Don't get me wrong. Dream sequences can sometimes do other things, shifting the narrative to a realm of fantastic and surreal imagery to present a kind of alternative reality to what makes up the bulk of the story, for example, but it's clear that dreams are sometimes narrative lean-tos for the creatively lazy, techniques that let them organize their supplies for the real storytelling ahead. And it is also clear that sometimes dream sequences can absolutely shatter whatever storytelling momentum the creator has mounted until that point. At worst, it's like somebody farted in a car. But I'd go so far as to question whether the very idea of the interpretation of dreams makes any sense at all. First of all, we never analyze the dreams themselves, but the memories of our dreams; we analyze the chaos of our dreams as preserved by the chaos of our memories. Second, I see no reason why we should assume systems of conscious meaning, like symbol and metaphor, work in our unconscious as well. Finally, we still don't know, biologically, why we sleep at all. Odds are, dreams are just neurological excretion produced by some neurological maintenance process. It seems like it would make sense to figure out what dreams are first, before assuming they tell us anything. Assuming we know what they tells us then, is right out.

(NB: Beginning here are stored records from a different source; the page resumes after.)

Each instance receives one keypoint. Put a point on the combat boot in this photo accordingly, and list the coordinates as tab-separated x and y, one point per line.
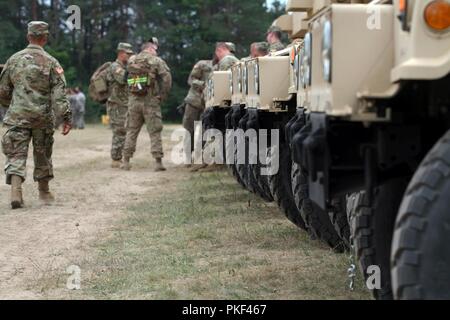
116	164
44	193
16	192
159	167
126	166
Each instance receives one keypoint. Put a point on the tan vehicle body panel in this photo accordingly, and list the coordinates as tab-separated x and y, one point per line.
218	90
420	53
295	24
273	82
238	96
361	59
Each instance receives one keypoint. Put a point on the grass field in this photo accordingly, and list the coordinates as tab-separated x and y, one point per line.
209	239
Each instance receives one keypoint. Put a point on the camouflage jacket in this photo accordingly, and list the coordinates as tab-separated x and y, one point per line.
227	62
276	46
118	84
33	86
197	81
155	68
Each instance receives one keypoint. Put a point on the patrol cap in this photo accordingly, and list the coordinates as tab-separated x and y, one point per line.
38	28
125	47
231	46
154	40
262	46
274	29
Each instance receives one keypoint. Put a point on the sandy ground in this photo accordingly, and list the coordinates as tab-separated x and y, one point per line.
38	240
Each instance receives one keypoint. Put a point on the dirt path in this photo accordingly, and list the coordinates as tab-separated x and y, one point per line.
38	242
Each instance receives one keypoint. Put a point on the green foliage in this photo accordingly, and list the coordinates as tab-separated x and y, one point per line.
187	31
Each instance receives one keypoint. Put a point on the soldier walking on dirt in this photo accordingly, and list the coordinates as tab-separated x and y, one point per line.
149	83
117	104
32	85
80	109
274	35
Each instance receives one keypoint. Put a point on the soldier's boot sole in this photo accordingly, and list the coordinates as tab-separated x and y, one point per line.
45	195
16	193
116	164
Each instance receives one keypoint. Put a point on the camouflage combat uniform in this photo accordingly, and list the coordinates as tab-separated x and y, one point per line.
227	62
150	72
117	107
195	101
33	85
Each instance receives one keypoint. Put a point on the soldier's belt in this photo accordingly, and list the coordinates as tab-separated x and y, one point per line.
139	80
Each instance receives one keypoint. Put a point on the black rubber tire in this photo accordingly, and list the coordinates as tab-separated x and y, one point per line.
372	229
421	255
317	220
339	219
234	172
281	187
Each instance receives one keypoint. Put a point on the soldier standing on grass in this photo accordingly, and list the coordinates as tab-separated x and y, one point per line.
149	83
117	104
32	85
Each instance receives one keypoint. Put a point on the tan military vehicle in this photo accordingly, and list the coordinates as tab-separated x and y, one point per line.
218	91
271	102
375	79
217	100
2	109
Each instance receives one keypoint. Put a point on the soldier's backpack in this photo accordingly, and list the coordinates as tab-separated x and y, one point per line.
99	90
140	76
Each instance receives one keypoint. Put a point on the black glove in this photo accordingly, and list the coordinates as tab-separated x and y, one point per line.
181	108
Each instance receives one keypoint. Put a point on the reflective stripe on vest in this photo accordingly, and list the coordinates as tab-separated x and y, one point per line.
135	81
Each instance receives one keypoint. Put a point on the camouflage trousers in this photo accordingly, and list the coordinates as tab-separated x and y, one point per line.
144	111
15	145
191	114
117	117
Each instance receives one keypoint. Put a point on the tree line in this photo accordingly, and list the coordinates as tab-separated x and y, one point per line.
187	31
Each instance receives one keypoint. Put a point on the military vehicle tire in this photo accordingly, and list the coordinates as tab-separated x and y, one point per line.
281	185
339	219
420	252
372	228
317	220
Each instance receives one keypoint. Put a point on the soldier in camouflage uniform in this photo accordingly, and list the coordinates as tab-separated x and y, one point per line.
225	55
274	35
149	83
117	104
32	86
195	100
259	49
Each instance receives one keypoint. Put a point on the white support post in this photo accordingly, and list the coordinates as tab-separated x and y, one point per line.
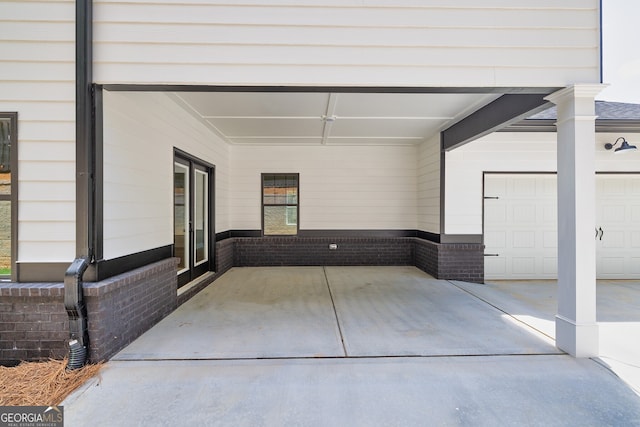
576	326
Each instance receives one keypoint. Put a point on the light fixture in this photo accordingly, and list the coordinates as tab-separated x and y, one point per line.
624	146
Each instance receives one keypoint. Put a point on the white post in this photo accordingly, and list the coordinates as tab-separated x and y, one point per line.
576	326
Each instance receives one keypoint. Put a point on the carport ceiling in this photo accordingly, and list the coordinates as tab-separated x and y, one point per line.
314	118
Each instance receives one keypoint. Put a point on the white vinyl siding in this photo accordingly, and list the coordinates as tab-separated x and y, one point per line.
323	42
140	132
429	185
37	80
341	187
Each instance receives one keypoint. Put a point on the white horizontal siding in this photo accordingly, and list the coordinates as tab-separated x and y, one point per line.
140	133
426	43
341	187
37	80
509	152
429	185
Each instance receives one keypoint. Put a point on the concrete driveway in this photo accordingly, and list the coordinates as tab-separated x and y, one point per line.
350	346
534	303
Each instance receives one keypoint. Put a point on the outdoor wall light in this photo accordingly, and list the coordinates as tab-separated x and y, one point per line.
624	146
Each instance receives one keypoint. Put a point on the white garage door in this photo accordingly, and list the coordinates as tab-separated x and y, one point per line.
520	226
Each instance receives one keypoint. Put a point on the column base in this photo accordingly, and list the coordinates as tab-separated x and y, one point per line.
579	340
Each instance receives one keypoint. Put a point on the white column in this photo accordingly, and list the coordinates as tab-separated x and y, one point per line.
576	327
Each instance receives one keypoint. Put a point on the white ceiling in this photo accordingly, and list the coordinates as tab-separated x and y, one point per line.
313	118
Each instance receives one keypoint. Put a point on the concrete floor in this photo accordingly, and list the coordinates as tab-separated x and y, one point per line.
618	313
353	346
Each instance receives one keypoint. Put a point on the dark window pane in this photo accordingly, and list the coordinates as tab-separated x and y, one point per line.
5	146
5	238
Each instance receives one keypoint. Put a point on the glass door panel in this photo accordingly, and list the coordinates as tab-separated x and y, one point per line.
181	204
201	215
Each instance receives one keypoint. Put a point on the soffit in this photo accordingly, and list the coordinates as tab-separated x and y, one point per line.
329	118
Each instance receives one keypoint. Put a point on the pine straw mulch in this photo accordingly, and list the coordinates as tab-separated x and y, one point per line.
41	383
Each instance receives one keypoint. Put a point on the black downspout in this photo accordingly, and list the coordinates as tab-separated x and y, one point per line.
85	198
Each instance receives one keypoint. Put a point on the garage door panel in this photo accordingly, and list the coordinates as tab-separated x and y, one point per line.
524	213
523	239
523	266
523	187
550	214
498	212
550	239
530	225
614	186
495	239
613	240
613	213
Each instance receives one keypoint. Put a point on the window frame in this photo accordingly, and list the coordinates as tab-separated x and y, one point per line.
13	197
285	205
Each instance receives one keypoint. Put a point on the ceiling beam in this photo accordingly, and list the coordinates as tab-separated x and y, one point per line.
507	109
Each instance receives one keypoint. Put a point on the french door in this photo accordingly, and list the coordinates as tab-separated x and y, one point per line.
192	217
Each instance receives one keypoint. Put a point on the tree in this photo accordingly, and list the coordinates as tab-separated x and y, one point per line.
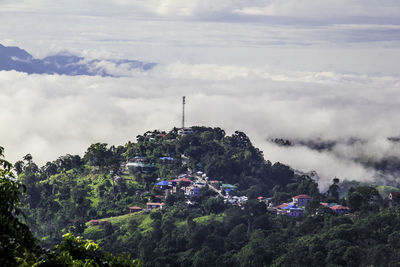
16	240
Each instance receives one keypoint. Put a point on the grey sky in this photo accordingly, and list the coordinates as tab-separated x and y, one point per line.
271	68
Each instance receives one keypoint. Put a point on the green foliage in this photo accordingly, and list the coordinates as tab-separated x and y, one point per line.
66	193
16	240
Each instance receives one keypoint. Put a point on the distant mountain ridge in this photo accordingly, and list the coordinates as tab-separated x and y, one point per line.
15	58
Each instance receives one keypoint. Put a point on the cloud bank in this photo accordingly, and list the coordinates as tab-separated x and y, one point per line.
51	115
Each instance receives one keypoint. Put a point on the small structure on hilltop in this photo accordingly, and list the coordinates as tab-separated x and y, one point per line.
301	200
183	181
293	210
94	222
163	185
394	199
155	205
134	209
340	209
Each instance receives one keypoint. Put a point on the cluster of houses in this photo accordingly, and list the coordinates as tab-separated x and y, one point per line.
299	202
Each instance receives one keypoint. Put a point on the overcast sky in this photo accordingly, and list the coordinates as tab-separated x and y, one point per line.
294	69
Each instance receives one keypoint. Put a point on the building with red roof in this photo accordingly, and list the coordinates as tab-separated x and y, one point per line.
301	200
340	209
94	222
155	205
281	206
134	209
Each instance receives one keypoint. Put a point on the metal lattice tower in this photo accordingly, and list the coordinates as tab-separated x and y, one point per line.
183	112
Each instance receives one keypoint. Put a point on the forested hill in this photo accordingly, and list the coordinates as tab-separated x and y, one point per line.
203	199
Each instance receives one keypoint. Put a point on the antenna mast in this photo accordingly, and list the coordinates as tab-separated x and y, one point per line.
183	112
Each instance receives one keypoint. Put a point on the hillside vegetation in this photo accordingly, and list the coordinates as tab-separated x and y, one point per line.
90	196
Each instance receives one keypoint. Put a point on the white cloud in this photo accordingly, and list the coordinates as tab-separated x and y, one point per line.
49	116
325	9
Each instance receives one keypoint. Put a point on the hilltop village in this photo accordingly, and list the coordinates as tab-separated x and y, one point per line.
199	197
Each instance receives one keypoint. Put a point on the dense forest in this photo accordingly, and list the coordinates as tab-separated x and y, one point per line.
91	196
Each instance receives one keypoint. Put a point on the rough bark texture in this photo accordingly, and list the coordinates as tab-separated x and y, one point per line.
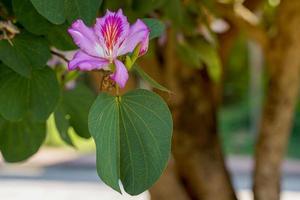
199	168
280	102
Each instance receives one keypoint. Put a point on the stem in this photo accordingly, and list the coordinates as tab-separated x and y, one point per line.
117	90
59	55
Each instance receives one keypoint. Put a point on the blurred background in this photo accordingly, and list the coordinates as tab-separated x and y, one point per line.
234	70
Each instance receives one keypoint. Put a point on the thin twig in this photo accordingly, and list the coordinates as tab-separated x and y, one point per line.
59	55
252	30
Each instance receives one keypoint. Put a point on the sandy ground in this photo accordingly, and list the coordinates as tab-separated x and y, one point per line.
66	175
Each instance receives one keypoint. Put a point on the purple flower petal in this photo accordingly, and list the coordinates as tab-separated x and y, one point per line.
138	34
86	62
121	74
111	30
85	38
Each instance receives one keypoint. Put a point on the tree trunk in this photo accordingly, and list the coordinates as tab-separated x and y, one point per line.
199	168
280	102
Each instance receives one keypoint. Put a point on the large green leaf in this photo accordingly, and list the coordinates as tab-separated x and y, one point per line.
59	37
57	11
25	52
36	96
85	10
30	18
20	140
52	10
133	139
156	27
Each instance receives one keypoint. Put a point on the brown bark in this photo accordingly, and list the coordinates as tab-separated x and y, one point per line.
280	102
199	169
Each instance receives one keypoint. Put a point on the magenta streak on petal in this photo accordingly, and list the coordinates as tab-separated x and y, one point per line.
111	30
121	74
138	34
86	62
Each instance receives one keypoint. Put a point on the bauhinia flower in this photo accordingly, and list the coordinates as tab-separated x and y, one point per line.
102	45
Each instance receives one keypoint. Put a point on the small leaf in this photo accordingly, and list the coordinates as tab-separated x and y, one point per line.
20	140
36	96
53	10
156	26
149	80
85	10
133	139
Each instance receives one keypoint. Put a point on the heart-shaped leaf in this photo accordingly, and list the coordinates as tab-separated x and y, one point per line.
20	140
133	139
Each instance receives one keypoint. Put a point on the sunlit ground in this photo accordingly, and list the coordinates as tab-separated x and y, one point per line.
64	174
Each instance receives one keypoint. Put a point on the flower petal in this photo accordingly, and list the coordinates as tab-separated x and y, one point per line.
138	34
85	38
121	74
86	62
112	30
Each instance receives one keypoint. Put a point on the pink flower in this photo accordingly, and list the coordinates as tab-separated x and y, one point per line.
101	45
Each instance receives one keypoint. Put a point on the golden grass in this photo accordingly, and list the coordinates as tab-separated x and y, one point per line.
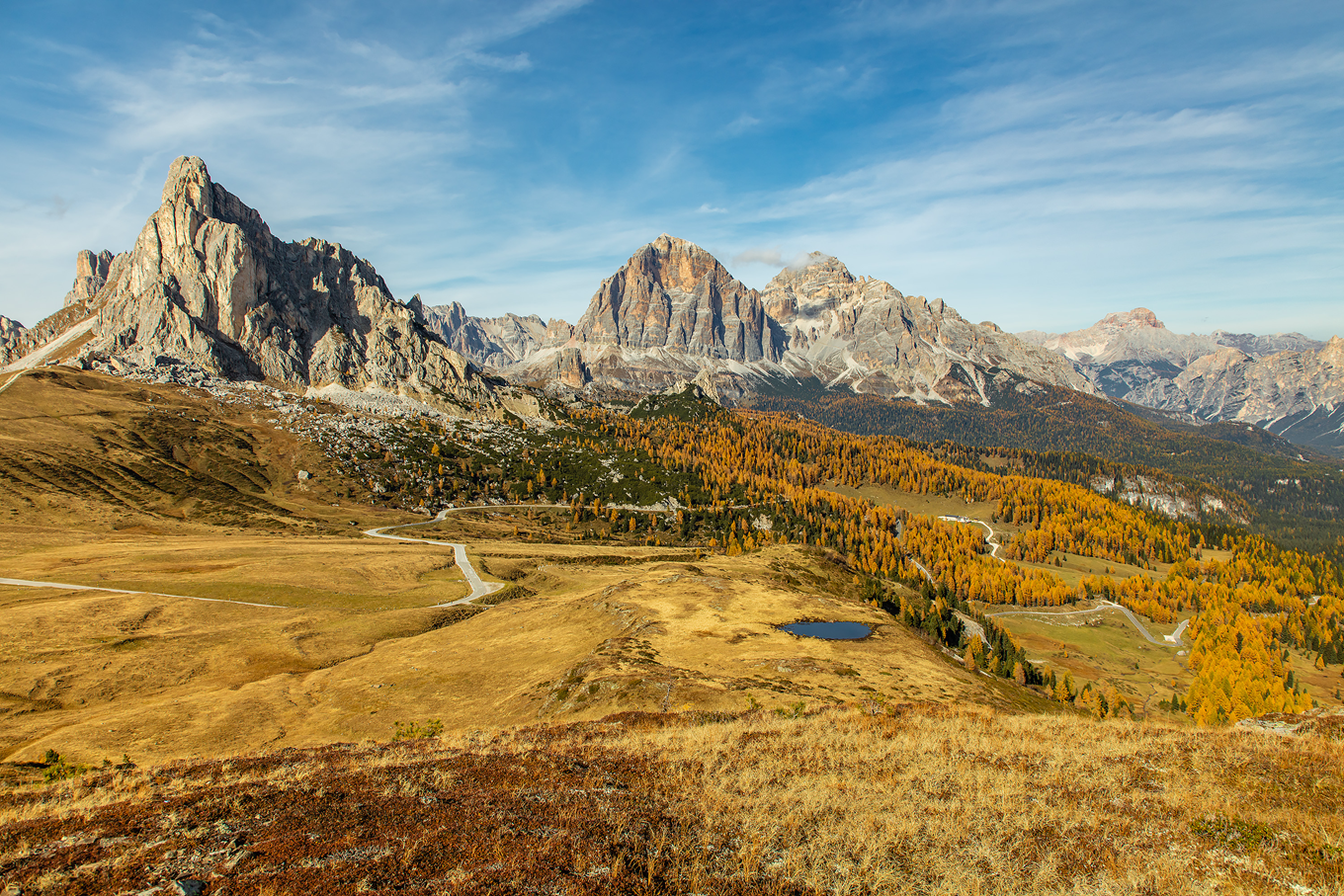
851	799
964	801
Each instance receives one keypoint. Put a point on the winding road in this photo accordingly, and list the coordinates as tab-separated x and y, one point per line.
1168	641
478	587
991	538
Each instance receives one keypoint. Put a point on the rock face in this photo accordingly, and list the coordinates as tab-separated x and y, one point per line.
14	340
488	342
1299	395
209	284
1287	383
1138	336
675	295
865	333
90	275
674	313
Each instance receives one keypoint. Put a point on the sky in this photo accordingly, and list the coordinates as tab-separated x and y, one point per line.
1035	163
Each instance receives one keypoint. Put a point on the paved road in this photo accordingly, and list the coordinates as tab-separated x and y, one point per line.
1169	641
37	357
478	587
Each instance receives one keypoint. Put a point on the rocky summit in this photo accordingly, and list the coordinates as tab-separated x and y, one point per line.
1287	383
209	285
672	313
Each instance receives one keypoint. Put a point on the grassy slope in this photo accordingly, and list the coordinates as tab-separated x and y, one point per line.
919	798
358	645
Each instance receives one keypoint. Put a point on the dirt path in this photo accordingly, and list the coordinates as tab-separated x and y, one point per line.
27	583
478	587
1168	641
989	538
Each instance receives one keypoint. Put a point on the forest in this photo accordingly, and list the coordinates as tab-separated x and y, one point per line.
742	480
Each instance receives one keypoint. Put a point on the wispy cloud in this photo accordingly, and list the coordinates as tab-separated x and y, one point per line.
1035	161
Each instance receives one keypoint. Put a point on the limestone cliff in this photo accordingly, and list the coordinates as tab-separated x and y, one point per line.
209	284
674	313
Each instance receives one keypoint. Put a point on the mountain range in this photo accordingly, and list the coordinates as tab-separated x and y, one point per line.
1287	383
208	284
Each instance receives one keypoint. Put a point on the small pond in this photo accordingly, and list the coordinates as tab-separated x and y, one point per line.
829	630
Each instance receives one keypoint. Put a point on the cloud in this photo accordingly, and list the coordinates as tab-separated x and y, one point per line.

Yep. A Look into this guy's brain. |
It's French for "The Boutique Obscure." |
Which is not to say that Perec's dreams are totally devoid of images and events that make us think of symbolism and meaning, but that says more about the state of the mind than the state of dreams. As a writer, Perec thought a lot about symbolism and meaning, and so naturally, aspects of that would show up in his dream as surely as this does in “The hypothalamus;” “It starts with a few harmless comments, but soon there's not denying it: there are several Es in A Void./ First one, then two, then twenty, then thousands!/ I can't believe my eyes./ I discuss it with Claude...How did nobody every notice?”
(I don't know if other writers would feel the same way, but it's hard to describe just how comforting it is to me, to see George Perec have a nightmare about A Void. And that it's this specific nightmare, about the one mistake he cannot make; I don't know.)
Read in succession and with a containing conscious structure, it's clear that what occurs in Perec's dreams does not follow the rules and systems of symbol and metaphor. And when they appear to, as in Perec's dream “The puzzle,” in which he dreams “Close up, though, you realize the whole thing is a puzzle: the puzzle itself (the painting) is but a fragment of a larger puzzle, unfinished because it can't be finished,” you're not experiencing direct communication through the mechanisms of literary meaning, your brain is just processing what you spend your time thinking about. Perec actually thought about puzzles. A lot. Along with the puzzle nature of much of his work, he also wrote crossword puzzzles. Of course, at some point he would dream about puzzles, not because they had some deeper symbolic meaning in his life, but because he was constantly thinking about puzzles. If dreams tell us anything at all that is of any use at all in our waking lives, they tell us what is on our minds.
If we learn anything applicable to consciousness from Perec's or anyone's dreams it is that we are drawn to interpret, whether there is meaning to be found or not. We have dreams and so, just like with the arrangement of stars in the sky over time, the seasonal patterns of migratory birds, or the way tea leaves collect in the bottom of a cup, we interpret them. “Interpretation,” might be the mythical name of the double-edge sword held by human consciousness; everything that makes us beautiful and everything that makes us repulsive comes from our ability to see what is not there.